You have succeeded in telling the truth by telling nothing at all.
So let me get this straight. You reject the Russ’ notion of two theories of government if favor of one theory, which, unless I’m mistaken, brings each separate element under one roof to say that government “uses the language of helping people” … “but which also provide[s] the opportunity for rent seeking behavior.”
This is a pretty loaded sequence of conclusions actually. It only works if (1) is actually true. I would argue that it isn’t; that public goods are largely a myth in other words and most of what governments is not to provide public goods.
What “fit institutions that provid institutional resistance to predatory behavior and rent seeking?” Got any examples?
Comparatively, the United States and Western Europe do fairly well. Tyler Cowen had a good blog post at one point explaining why he thinks Virginia does better at this than Maryland.

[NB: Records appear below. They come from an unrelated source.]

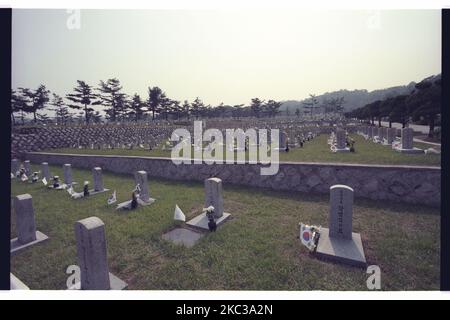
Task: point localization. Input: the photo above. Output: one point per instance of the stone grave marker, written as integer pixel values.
(67, 171)
(341, 141)
(16, 283)
(144, 195)
(27, 235)
(27, 166)
(98, 182)
(45, 171)
(338, 242)
(15, 166)
(407, 142)
(213, 197)
(92, 257)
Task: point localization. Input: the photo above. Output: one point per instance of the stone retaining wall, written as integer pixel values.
(417, 185)
(42, 138)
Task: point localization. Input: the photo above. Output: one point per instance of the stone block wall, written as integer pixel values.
(416, 185)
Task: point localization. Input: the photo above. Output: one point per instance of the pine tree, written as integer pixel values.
(155, 99)
(83, 98)
(112, 98)
(61, 111)
(34, 100)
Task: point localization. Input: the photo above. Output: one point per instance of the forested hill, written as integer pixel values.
(353, 99)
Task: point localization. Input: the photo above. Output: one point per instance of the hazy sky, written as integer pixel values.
(227, 56)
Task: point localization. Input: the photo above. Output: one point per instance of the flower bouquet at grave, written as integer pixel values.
(210, 215)
(309, 236)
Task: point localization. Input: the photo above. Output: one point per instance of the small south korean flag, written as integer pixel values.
(306, 236)
(112, 199)
(179, 215)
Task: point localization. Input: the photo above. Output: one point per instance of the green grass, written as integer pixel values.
(314, 151)
(256, 250)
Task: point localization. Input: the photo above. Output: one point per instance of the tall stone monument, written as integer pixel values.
(213, 197)
(338, 242)
(93, 257)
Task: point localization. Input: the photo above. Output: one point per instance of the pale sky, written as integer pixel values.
(226, 56)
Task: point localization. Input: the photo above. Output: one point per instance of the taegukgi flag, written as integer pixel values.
(307, 235)
(179, 215)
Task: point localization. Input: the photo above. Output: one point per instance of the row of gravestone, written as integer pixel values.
(51, 138)
(339, 141)
(388, 137)
(90, 232)
(337, 242)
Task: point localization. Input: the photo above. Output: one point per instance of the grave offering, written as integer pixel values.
(112, 199)
(98, 182)
(341, 143)
(15, 166)
(27, 235)
(35, 177)
(67, 169)
(144, 195)
(92, 257)
(338, 242)
(140, 195)
(45, 171)
(214, 198)
(182, 236)
(282, 142)
(16, 284)
(406, 145)
(390, 136)
(27, 167)
(22, 175)
(178, 214)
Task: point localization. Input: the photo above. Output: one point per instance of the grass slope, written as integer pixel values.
(314, 151)
(257, 250)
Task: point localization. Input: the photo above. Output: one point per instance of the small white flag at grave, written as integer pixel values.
(137, 188)
(112, 199)
(77, 195)
(70, 191)
(179, 215)
(308, 235)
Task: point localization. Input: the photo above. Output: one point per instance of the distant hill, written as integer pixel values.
(353, 98)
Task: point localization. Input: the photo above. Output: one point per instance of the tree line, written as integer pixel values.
(119, 106)
(422, 104)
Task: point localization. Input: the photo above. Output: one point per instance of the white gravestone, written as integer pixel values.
(341, 145)
(45, 171)
(98, 182)
(93, 257)
(213, 197)
(27, 166)
(27, 235)
(407, 142)
(339, 243)
(67, 171)
(15, 166)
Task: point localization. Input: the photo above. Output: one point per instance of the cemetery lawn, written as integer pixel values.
(257, 249)
(315, 151)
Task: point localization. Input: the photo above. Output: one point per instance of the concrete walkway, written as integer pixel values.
(416, 127)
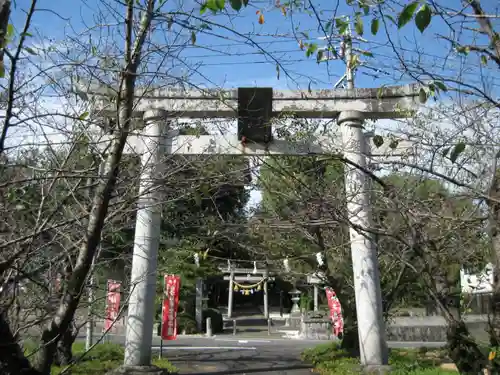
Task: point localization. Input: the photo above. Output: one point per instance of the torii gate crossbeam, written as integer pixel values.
(349, 107)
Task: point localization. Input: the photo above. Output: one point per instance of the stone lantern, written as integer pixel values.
(295, 293)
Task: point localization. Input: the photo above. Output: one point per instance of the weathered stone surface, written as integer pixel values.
(376, 103)
(316, 329)
(138, 370)
(430, 333)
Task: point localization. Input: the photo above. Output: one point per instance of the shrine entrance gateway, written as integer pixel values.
(254, 108)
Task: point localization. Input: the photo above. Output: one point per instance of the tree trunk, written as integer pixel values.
(463, 350)
(12, 359)
(64, 352)
(494, 232)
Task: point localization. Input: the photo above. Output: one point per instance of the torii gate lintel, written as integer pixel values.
(349, 107)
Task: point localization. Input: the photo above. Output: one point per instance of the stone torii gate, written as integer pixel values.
(254, 108)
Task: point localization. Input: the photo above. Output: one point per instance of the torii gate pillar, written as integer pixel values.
(368, 294)
(350, 107)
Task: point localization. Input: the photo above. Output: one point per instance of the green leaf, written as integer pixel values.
(378, 141)
(394, 144)
(358, 25)
(464, 50)
(380, 91)
(220, 4)
(212, 5)
(311, 49)
(423, 17)
(440, 85)
(83, 116)
(341, 25)
(319, 56)
(236, 4)
(366, 53)
(10, 31)
(30, 50)
(422, 96)
(407, 14)
(354, 61)
(457, 150)
(375, 25)
(390, 18)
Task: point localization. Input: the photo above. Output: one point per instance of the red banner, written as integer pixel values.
(112, 303)
(169, 310)
(335, 312)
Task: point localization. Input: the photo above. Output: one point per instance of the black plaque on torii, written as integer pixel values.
(255, 107)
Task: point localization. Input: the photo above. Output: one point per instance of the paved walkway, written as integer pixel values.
(231, 356)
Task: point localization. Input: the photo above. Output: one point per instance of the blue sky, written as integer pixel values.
(229, 60)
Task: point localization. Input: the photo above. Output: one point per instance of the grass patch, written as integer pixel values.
(101, 359)
(330, 359)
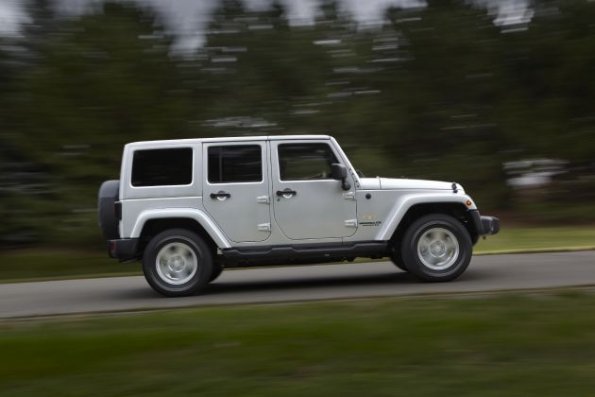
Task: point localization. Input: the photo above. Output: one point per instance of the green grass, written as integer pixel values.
(42, 263)
(48, 264)
(507, 345)
(519, 239)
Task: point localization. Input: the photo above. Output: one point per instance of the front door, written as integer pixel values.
(236, 189)
(308, 203)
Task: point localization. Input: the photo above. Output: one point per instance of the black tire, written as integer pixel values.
(436, 247)
(177, 262)
(398, 261)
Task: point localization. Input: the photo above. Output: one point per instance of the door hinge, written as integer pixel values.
(351, 223)
(263, 199)
(264, 227)
(349, 196)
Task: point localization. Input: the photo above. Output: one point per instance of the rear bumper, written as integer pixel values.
(485, 225)
(123, 249)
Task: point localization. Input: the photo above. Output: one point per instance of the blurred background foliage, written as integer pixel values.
(438, 92)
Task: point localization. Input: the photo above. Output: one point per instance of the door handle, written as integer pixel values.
(220, 195)
(286, 193)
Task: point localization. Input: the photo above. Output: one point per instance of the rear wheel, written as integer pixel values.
(436, 247)
(177, 262)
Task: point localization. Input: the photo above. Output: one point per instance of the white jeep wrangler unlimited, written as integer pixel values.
(189, 208)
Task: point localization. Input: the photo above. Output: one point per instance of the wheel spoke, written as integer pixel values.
(438, 248)
(176, 263)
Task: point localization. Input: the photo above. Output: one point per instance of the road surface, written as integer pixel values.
(302, 283)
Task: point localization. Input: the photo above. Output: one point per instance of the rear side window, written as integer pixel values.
(229, 164)
(162, 167)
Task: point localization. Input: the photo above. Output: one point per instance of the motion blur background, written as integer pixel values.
(496, 95)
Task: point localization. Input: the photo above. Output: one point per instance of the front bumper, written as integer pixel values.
(485, 225)
(123, 249)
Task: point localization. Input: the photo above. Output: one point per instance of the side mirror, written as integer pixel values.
(339, 172)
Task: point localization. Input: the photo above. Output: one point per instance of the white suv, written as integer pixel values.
(190, 208)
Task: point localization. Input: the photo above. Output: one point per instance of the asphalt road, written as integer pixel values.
(303, 283)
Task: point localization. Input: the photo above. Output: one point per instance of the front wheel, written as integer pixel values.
(436, 247)
(177, 262)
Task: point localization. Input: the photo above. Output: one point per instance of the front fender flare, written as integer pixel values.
(404, 204)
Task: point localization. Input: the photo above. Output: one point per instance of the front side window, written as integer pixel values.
(162, 167)
(305, 161)
(230, 164)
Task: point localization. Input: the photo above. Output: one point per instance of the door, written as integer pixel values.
(236, 189)
(308, 203)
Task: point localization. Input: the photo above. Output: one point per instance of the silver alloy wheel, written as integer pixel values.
(176, 263)
(438, 248)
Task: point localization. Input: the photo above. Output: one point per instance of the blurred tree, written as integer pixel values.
(99, 82)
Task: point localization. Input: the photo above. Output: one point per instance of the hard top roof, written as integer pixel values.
(191, 141)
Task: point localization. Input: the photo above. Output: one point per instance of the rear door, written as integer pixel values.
(236, 189)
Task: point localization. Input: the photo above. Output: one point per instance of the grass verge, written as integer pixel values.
(501, 345)
(38, 263)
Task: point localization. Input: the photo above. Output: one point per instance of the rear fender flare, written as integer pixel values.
(185, 213)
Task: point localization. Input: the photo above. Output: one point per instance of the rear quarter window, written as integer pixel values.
(162, 167)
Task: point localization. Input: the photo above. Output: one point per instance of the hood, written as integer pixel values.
(405, 184)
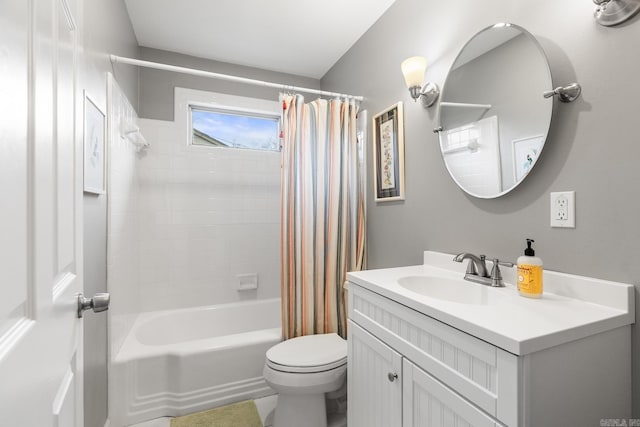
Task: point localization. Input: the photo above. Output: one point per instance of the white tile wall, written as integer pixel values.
(123, 212)
(206, 215)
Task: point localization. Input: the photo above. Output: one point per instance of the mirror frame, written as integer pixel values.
(442, 98)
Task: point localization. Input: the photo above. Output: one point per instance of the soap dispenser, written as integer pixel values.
(530, 273)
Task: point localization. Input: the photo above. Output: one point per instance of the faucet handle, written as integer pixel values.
(496, 274)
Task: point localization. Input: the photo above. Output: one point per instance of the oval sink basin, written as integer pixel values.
(450, 290)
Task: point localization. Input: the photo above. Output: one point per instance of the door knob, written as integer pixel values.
(99, 302)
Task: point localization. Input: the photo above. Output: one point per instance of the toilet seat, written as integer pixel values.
(308, 354)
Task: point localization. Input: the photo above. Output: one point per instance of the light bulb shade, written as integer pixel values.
(413, 69)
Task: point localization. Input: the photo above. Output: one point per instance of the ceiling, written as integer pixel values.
(300, 37)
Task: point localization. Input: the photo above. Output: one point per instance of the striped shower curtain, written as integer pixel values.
(323, 231)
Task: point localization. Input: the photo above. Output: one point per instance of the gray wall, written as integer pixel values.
(105, 29)
(157, 87)
(593, 145)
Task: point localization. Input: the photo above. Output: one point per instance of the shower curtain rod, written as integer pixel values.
(123, 60)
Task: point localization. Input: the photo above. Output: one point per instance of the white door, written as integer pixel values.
(40, 196)
(374, 381)
(429, 403)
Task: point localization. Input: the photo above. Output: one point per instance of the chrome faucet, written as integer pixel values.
(477, 269)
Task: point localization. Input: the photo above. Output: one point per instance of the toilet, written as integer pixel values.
(302, 370)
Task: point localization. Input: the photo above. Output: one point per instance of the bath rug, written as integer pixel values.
(243, 414)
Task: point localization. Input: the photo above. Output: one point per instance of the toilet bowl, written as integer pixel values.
(301, 370)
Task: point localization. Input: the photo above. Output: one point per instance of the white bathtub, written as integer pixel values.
(181, 361)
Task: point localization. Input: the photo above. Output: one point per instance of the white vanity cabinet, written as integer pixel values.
(408, 369)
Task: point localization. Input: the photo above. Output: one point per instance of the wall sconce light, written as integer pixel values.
(614, 12)
(413, 70)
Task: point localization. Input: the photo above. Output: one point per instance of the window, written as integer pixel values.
(234, 129)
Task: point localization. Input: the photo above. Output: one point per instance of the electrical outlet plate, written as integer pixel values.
(563, 209)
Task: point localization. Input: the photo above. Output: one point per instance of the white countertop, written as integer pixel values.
(572, 307)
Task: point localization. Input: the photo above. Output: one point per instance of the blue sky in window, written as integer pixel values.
(238, 130)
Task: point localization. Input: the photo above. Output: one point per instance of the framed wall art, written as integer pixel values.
(388, 154)
(94, 147)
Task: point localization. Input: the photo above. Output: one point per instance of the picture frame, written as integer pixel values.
(388, 154)
(94, 147)
(525, 154)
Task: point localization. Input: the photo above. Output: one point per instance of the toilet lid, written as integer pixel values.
(311, 353)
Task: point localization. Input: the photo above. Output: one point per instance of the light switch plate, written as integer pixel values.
(563, 209)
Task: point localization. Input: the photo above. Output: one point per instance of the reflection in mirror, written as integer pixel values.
(493, 115)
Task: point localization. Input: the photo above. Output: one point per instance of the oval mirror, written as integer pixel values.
(494, 119)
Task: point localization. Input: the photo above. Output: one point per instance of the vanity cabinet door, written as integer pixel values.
(374, 381)
(429, 403)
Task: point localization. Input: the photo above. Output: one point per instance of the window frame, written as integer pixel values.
(231, 110)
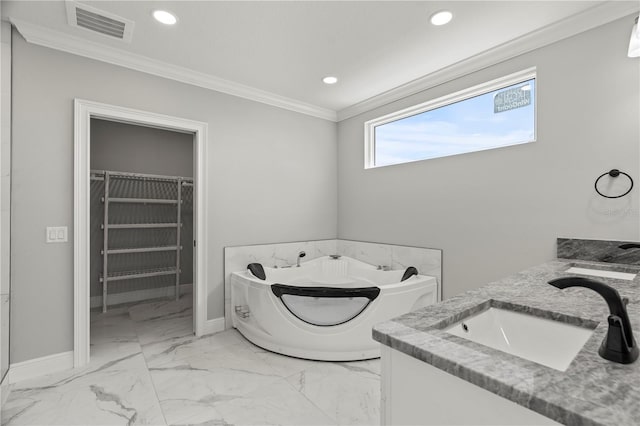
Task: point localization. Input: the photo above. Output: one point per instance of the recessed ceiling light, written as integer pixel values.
(441, 18)
(164, 17)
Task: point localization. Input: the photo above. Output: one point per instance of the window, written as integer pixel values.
(491, 115)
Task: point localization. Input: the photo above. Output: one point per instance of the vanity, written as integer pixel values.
(434, 373)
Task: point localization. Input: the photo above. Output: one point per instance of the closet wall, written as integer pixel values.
(119, 147)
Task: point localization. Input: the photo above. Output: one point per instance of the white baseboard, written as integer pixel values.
(215, 325)
(137, 295)
(4, 390)
(39, 367)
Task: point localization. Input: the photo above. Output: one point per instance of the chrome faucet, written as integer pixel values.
(300, 256)
(618, 345)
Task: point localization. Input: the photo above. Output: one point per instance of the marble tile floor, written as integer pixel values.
(147, 368)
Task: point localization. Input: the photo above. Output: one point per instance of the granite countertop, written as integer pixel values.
(592, 391)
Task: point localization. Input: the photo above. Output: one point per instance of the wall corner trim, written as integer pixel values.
(215, 325)
(78, 46)
(40, 367)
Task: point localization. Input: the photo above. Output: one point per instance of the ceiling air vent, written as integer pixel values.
(99, 21)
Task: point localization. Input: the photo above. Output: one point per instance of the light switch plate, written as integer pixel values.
(56, 234)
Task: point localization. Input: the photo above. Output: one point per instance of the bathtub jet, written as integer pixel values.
(326, 308)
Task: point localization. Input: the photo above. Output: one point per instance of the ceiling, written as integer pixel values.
(284, 48)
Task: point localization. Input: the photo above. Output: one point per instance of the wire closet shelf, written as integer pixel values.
(140, 202)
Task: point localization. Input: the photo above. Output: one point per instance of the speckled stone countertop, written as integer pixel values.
(592, 391)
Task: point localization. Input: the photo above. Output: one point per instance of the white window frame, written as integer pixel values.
(471, 92)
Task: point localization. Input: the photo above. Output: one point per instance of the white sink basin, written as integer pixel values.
(544, 341)
(600, 273)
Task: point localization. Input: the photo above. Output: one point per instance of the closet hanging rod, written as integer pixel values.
(142, 250)
(143, 200)
(141, 225)
(98, 174)
(133, 275)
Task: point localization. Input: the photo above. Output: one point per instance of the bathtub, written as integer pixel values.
(324, 309)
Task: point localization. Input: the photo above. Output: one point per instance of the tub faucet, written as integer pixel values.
(628, 246)
(300, 256)
(618, 345)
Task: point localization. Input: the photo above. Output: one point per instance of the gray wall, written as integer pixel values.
(133, 148)
(496, 212)
(129, 148)
(272, 177)
(5, 192)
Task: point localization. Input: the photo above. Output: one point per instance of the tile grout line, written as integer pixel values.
(153, 384)
(335, 420)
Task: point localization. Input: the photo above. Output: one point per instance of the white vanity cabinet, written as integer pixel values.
(416, 393)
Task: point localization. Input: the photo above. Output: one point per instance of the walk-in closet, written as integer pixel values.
(142, 227)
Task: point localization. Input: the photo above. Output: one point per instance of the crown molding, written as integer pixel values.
(575, 24)
(78, 46)
(596, 16)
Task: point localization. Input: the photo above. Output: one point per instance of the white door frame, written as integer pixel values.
(83, 112)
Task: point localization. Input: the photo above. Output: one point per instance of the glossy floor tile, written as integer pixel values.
(147, 368)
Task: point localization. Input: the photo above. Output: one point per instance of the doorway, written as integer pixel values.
(85, 112)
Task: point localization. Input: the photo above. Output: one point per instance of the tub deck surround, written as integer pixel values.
(597, 251)
(592, 391)
(427, 261)
(325, 309)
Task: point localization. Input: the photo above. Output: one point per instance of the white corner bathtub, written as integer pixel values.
(326, 308)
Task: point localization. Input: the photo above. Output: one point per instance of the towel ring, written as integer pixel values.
(614, 173)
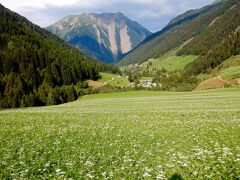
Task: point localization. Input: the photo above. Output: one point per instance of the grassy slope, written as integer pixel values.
(224, 74)
(169, 61)
(132, 134)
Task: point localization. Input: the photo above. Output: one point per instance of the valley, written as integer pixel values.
(96, 95)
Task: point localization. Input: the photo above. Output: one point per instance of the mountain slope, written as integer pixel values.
(104, 36)
(180, 30)
(36, 67)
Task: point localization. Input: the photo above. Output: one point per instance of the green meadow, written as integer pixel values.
(131, 135)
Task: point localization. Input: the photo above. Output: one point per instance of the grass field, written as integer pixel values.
(110, 79)
(136, 135)
(172, 63)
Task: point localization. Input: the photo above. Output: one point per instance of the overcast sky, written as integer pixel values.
(153, 14)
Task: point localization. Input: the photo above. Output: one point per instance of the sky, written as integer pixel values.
(152, 14)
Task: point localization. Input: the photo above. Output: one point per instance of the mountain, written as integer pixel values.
(37, 67)
(105, 37)
(198, 31)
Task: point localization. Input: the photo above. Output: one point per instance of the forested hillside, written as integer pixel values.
(208, 25)
(38, 68)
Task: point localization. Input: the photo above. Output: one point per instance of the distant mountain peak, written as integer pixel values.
(105, 36)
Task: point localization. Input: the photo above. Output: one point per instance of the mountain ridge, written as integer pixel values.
(105, 36)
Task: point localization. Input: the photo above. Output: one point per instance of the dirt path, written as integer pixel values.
(213, 83)
(109, 81)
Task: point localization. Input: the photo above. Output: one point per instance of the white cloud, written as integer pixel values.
(153, 14)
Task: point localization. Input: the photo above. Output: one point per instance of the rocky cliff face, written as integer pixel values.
(105, 36)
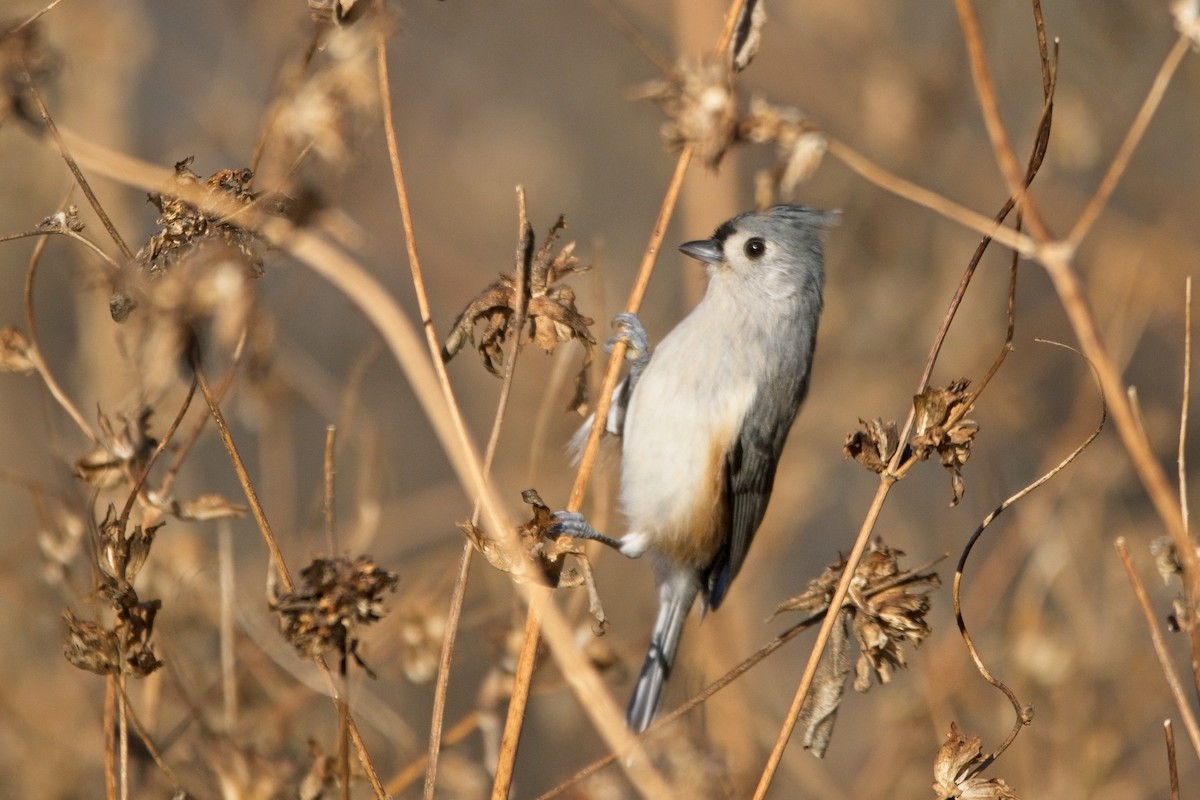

Doing “fairly well” in comparison to say Venezuela or Gabon is I would say faint praise indeed.
Then start a sea-stead.
Look, I live in the real world.
The United States has implemented decentralized decision making (federalism), democratic decision making, constitutionally limited government, the rule of law, and a market economy. These are all the elements of a robust political economy that I support. They’re robust because they are remarkably self-correcting. The claim was never that they’re perfect – I think it’s worked very well, and I feel like experience demonstrates the value of these elements of robust political economy.
If the relative performance of this scenario bothers you, fine. Try to make your alternative case or show me something that works better.
I have an example of a limited, decentralized government that at least makes a good effort at providing public goods to a market economy. That’s where I’m staking my claim. What exactly is your claim?
Look, I live in the real world.
Is that part of a stand-up routine you’re working on? You’re almost as funny as Tim Geithner was to the Chinese.
You don’t live in the “real world”. You live in D.C.
re: “You don’t live in the “real world”. You live in D.C.”
I’ve never lived in DC in my life.
You left your heart and brain there.
probably in a cab.
Daniel: ‘I’ve never lived in DC in my life.”
I think I remember you writing that you worked for a DC Think Tank. Do I remember that incorrectly?
John,
I think you will find that most of the people who work in The Swamp don’t actually live within its borders, they leach out into the surrounding territories to spend the night before returning the next morning – refreshed and ready to extort and destroy everything they didn’t get to the day before.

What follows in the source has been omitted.